Aides in miniskirts protest Knesset dress code

The aides organized the protest after several incidents of women being turned away at the entrance to the legislature because their skirts were too short.

Knesset aides wear miniskirts to protest Knesset dress code, Dec. 14, 2016 (CREDIT: Courtesy)
Despite the rain and wind, female parliamentary aides were not skirting the issue and showed some leg (or tights) in protest of the Knesset’s dress code on Wednesday.
The issue of inches snowballed into a fashionable cause after several women were turned away at the entrance to the legislature because their skirts were too short. Dozens of aides and MKs showed solidarity with their beleaguered colleagues and protested against the Knesset guards turning into the fashion police.
As more and more aides in skirts huddled in the security booth at the Knesset’s main entrance, the protest reached its peak when MK Manuel Trajtenberg (Zionist Union) stripped down to his undershirt and shouted: “You’ll all have to wear burkas!” When he calmed down, Trajtenberg said he is in favor of a respectable dress code to honor national institutions.
“But what does that mean?” he asked. “What are the criteria? I have no doubt that this is discrimination against women. The dress code for men has nothing to do with style, like the women’s code does. We need to respect and not humiliate these amazing women who work with all their hearts.”
Short skirts have long been against the Knesset’s dress code, but the code does not specify what is considered short.

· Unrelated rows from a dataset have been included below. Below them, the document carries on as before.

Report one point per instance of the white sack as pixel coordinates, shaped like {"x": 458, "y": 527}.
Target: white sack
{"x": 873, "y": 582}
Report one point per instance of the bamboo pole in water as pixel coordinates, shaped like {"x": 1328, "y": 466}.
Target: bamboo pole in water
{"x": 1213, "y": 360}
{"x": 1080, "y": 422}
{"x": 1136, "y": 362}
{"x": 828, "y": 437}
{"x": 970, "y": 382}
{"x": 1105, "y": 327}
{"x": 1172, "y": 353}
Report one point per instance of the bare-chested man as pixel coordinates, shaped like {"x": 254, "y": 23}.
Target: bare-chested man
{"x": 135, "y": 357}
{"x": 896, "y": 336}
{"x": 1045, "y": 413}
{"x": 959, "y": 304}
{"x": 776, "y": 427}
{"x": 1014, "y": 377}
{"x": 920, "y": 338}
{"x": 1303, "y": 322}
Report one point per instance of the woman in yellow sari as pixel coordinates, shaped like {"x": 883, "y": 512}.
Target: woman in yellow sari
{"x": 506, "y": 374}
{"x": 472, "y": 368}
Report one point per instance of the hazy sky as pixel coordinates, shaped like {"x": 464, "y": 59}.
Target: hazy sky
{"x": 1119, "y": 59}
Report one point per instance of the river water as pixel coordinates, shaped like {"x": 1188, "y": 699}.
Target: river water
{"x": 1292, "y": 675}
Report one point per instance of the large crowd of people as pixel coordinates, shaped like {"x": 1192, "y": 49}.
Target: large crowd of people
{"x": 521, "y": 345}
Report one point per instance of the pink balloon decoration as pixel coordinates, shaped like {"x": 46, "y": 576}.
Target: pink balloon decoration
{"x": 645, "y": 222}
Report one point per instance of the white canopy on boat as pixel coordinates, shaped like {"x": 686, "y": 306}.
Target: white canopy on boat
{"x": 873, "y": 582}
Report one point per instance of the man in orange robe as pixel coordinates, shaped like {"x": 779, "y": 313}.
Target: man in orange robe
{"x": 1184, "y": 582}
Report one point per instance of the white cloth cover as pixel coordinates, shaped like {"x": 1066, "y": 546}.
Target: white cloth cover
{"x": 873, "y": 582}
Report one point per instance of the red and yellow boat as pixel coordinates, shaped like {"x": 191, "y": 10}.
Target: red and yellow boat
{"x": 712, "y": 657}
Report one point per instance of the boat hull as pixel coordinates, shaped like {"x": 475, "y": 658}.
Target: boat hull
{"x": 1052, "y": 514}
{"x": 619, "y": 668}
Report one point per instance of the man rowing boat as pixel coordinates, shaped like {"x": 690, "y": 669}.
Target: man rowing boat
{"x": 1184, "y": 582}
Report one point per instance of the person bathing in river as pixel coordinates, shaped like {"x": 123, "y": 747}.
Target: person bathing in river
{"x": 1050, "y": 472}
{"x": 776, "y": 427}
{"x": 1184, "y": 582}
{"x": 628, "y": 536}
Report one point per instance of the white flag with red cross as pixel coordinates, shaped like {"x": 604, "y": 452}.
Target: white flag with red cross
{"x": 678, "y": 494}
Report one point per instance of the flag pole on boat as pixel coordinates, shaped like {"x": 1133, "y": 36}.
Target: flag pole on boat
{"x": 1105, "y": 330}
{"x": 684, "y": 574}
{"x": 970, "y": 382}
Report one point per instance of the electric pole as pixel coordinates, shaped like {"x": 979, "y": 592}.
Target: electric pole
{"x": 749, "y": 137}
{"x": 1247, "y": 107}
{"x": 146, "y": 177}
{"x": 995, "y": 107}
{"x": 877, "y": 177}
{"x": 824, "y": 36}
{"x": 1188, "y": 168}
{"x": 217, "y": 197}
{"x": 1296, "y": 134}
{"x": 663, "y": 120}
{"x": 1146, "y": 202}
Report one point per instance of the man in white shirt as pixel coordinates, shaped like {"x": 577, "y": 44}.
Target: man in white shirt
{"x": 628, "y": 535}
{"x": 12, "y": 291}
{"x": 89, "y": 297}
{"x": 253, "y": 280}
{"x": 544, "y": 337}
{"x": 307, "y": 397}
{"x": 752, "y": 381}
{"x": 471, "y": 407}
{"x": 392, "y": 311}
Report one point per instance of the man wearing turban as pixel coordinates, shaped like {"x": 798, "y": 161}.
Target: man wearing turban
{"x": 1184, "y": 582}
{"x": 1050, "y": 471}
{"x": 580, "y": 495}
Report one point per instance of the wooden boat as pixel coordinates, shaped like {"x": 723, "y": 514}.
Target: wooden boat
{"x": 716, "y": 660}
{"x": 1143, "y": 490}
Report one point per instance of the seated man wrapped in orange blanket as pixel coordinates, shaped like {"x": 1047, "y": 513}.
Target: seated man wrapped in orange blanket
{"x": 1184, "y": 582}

Knesset guards started enforcing the rule more strictly in recent weeks after a woman came to the legislature in attire that was deemed inappropriate, and the Knesset’s administration received a complaint. The Knesset’s new director-general, Albert Sacharovich, then sent a reminder of the rules to the guards.

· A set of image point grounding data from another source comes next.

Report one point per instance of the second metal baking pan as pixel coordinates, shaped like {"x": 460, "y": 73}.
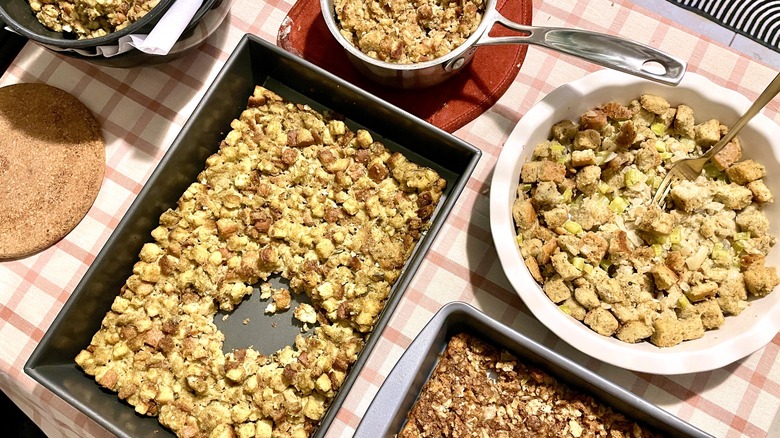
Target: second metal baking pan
{"x": 254, "y": 62}
{"x": 395, "y": 398}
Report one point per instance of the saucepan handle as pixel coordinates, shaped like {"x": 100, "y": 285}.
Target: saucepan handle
{"x": 606, "y": 50}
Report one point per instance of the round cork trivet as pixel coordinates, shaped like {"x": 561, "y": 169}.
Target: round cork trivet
{"x": 52, "y": 162}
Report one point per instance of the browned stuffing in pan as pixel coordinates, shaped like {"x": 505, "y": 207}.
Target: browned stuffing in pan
{"x": 292, "y": 193}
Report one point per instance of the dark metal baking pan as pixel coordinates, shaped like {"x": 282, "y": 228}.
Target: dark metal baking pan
{"x": 387, "y": 412}
{"x": 254, "y": 62}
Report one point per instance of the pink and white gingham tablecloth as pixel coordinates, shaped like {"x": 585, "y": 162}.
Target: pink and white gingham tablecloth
{"x": 142, "y": 110}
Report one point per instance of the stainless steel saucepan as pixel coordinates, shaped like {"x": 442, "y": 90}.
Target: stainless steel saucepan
{"x": 602, "y": 49}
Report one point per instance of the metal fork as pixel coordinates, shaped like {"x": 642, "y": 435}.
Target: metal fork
{"x": 690, "y": 168}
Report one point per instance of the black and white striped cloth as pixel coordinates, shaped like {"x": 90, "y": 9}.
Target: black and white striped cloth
{"x": 755, "y": 19}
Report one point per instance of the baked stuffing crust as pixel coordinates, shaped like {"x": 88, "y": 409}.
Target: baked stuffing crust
{"x": 477, "y": 390}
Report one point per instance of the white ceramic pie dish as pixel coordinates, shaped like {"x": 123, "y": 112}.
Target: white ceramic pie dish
{"x": 740, "y": 335}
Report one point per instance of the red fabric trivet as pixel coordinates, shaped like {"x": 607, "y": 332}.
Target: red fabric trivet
{"x": 449, "y": 105}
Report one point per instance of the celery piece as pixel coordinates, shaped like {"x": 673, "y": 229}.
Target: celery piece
{"x": 634, "y": 176}
{"x": 618, "y": 205}
{"x": 567, "y": 196}
{"x": 658, "y": 128}
{"x": 557, "y": 147}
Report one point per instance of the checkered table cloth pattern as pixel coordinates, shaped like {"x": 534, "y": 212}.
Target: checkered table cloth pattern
{"x": 141, "y": 111}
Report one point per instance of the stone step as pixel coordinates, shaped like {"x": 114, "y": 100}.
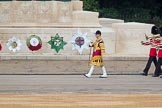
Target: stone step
{"x": 58, "y": 64}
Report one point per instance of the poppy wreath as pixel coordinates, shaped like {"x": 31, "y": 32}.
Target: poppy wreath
{"x": 34, "y": 42}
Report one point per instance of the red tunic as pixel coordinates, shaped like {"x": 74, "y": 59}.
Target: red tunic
{"x": 160, "y": 53}
{"x": 153, "y": 52}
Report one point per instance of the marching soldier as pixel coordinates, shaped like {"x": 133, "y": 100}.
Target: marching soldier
{"x": 97, "y": 56}
{"x": 154, "y": 41}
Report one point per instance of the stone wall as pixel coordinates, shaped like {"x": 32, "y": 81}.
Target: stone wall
{"x": 51, "y": 13}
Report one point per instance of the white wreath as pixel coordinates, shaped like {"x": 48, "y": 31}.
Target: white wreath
{"x": 14, "y": 44}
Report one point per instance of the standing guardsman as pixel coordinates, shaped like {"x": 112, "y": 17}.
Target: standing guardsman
{"x": 154, "y": 40}
{"x": 159, "y": 63}
{"x": 97, "y": 56}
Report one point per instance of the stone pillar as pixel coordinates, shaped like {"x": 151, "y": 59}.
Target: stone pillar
{"x": 129, "y": 37}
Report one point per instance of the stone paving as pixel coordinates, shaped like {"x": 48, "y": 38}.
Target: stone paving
{"x": 56, "y": 84}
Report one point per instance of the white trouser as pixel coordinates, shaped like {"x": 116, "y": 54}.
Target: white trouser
{"x": 92, "y": 69}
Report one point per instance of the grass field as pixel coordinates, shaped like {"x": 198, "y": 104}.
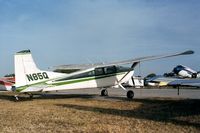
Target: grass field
{"x": 86, "y": 113}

The Knesset dress code, available in several languages on the Knesset website, states that “entrance to the Knesset is permitted only in appropriate attire (no tank/spaghetti tops, cropped tops, shorts or ¾ length trousers, ripped trousers, shirts with political slogans, short skirts and shorts dresses, flip-flops or openback clogs). These rules apply to adults and youth aged 14 and over.”
Female guards have made the final decision about the appropriateness of skirt length. An aide said she was told at the door that skirts may be no shorter than two inches (five centimeters) above the knee, but no official instruction has been made to that effect.
The Knesset says only one aide was turned away on Wednesday, but the protest’s organizers insist that as many as nine were denied entrance.
Aides spent several hours in the security booth, with some taking out their laptops to work while they were there.
Some security guards brought the protesters coffee and tea.
The Knesset’s spokesman called the protest “an orchestrated provocation that does not show respect for anyone...
The men and women of the Knesset guard are doing their work faithfully according to what has been the accepted dress code of the Knesset for years and protecting... the Knesset’s dignity.”
Liron Shalish, a spokeswoman for MK Yael German (Yesh Atid), said: “The small-minded focus on the clothing of women who are not dressed provocatively in any way, and are dressed formally enough while doing their job faithfully, turns women into objects instead of treating them like everyone else in the House. I didn’t choose to work in the place laws are passed so... people would focus on my body instead of letting me do my job.”
MK Shelly Yacimovich (Zionist Union) said the protest is not just a colorful story, but is an important matter of values.
“In my 10 years in the Knesset, no one thought to measure the workers’ skirt length, and beyond that, the uniforms of female Knesset guards are at a length that according to the new and bizarre rules would have them be sent home,” she said. “This is a struggle for freedom of movement and women’s freedom, on which Knesset Speaker Yuli Edelstein declared war.”